Sexualité différente

Après les deux opérations et le traitement, je peux rester femme malgré ce sentiment d’avoir été mutilée. J’ai perdu mes cheveux et mes poils, j’ai une cicatrice au sein. Ma sexualité est différente, j’ai moins envie de faire l’amour qu’auparavant. J’ai conscience que c’est parce que le cancer m’occupe beaucoup l’esprit, et que cela est également dû aux effets secondaires du traitement.  Mon mari ne peut plus me toucher la poitrine car je suis très sensible, mais d’autres caresses peuvent être faites. Il ne m’a jamais vue sans ma perruque. J’évite moi-même de trop me regarder dans le miroir lorsque je ne la porte pas.

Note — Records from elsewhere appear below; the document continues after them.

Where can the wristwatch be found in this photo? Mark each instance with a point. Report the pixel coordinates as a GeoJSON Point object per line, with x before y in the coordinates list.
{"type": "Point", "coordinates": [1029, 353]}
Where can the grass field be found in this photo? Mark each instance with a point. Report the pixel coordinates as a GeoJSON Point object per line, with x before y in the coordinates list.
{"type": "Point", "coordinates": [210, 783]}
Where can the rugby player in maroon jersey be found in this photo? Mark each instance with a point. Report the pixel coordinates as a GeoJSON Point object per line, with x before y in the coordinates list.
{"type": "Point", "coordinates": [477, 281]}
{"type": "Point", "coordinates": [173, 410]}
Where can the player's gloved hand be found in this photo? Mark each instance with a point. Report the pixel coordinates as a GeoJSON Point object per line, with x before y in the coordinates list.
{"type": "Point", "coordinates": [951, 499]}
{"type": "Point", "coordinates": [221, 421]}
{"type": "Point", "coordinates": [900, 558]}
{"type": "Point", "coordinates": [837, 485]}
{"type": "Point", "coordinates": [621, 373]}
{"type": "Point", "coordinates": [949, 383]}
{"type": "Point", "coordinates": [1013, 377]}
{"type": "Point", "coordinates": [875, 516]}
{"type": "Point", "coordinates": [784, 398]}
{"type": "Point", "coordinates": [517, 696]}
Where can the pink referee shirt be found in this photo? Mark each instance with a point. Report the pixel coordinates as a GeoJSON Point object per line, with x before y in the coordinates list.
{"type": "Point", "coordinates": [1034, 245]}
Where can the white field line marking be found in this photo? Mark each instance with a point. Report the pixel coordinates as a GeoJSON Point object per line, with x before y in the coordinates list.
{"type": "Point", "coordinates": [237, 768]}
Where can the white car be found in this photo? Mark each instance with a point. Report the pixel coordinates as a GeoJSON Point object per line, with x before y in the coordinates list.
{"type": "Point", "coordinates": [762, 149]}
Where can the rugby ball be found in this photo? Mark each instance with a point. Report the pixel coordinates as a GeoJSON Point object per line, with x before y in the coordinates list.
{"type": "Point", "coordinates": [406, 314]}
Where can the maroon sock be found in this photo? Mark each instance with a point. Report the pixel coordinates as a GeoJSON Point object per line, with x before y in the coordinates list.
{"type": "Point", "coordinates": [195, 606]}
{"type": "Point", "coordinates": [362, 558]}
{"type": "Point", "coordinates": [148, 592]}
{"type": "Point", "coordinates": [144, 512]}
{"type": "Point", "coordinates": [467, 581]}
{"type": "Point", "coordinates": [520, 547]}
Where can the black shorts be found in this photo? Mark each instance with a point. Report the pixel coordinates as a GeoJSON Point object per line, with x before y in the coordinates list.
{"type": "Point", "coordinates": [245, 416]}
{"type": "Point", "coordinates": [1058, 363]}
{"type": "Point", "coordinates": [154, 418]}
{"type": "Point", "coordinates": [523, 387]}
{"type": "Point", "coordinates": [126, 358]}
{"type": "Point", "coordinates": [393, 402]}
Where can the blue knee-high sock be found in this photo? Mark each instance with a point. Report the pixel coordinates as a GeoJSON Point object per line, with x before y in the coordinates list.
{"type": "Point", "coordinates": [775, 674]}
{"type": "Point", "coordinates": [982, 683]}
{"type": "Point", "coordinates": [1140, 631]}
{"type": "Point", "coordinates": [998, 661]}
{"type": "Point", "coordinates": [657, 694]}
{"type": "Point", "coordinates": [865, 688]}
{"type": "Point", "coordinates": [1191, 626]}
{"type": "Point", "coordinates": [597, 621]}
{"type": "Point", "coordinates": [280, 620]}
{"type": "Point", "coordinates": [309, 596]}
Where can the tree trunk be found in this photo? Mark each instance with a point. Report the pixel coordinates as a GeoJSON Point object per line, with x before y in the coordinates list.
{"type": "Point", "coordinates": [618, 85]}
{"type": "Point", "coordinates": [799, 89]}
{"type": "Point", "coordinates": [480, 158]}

Je ne m’accepte pas, et il est donc difficile pour moi d’imaginer que les autres vont m’accepter ainsi. Mais je ne me plains pas, car certaines femmes connaissent bien pire, comme l’ablation du sein.

Image positive 

Il est indispensable pendant la maladie de prendre du temps pour soi, surtout si l’on veut se battre et rester femme. Je ne veux pas passer ma journée en pyjama, ou mal arranger ma perruque. Cela me renverrait une mauvaise image de moi, or, je veux que celle-ci reste positive. Certaines personnes sont seules, et ne sont pas soutenues. Etre entouré, c’est primordial, même si je n’aime pas qu’on m’aide trop. Une fois, j’ai dit à la psy de l’hôpital qu’elle me saoulait, et que si j’avais besoin d’aide, je demanderais!

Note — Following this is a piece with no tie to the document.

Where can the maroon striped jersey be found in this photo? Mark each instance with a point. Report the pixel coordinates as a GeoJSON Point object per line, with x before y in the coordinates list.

Quelques petits plaisirs me manquent: je ne peux plus manger des fruits de mer, alors que j’adore ça! Les aliments au lait cru, c’est fini. D’autres deviennent difficiles à digérer, et la viande doit toujours être bien cuite, les fruits et légumes épluchés. Le traitement me donnait à un moment la sensation d’avoir soif en continu, je passais donc mon temps à sucer des glaçons. J’ai envie de me moucher très souvent, ma peau est devenue très fragile et doit toujours être protégée, ainsi que mes ongles.  

Rechutes 

Quand je confie aux gens que j’ai un cancer du sein, certaines réactions me tapent sur les nerfs. J’ai déjà entendu: “Ah! Ca va, ça se soigne bien maintenant. Il ne faut pas oublier qu’aujourd’hui encore, c’est une maladie mortelle. A l’hôpital, je croise beaucoup de patientes qui ont fait des rechutes. Les gens ont une image erronée de la maladie. La dernière fois, j’étais à une brocante et une jeune fille se plaignait de souffrir car elle s’était foulé la cheville. Je n’ai pas pu m’empêcher de lui répliquer: “Oui bah moi, j’ai un cancer, alors zou!”.

Aujourd’hui, j’en suis à ma 9ème séance de chimiothérapie, et j’en fais au rythme d’une fois par semaine. J’accepte beaucoup plus de choses : les effets secondaires de la maladie, les changements de mon corps. J’ai fini par mettre un mot sur les maux car je sais pourquoi je souffre. Je suis épuisée, mais maintenant j’ai le moral.  

Propos recueillis et adaptés par Ann-Laure Bourgeois 

Quelques éléments sur le cancer du sein 

  • 54 000 nouveaux cas chaque année
  • 11 900 décès annuels
  • Les antécédents familiaux sont très importants : une femme dont la mère ou la sœur a souffert d’un cancer du sein présente deux fois plus de risques que les autres femmes de développer la maladie. Ces antécédents doivent être signalés au médecin ou au gynécologue
  • Le cancer du sein  représente 33,5% de l’ensemble des nouveaux cas de cancer
  • 75% des cancers du sein apparaissent après 50 ans
  • L’âge moyen au moment du diagnostic est 61 ans

Sources : « La situation du cancer en France en 2015 » – INCa avril 2016, Le cancer du sein, parlons-en!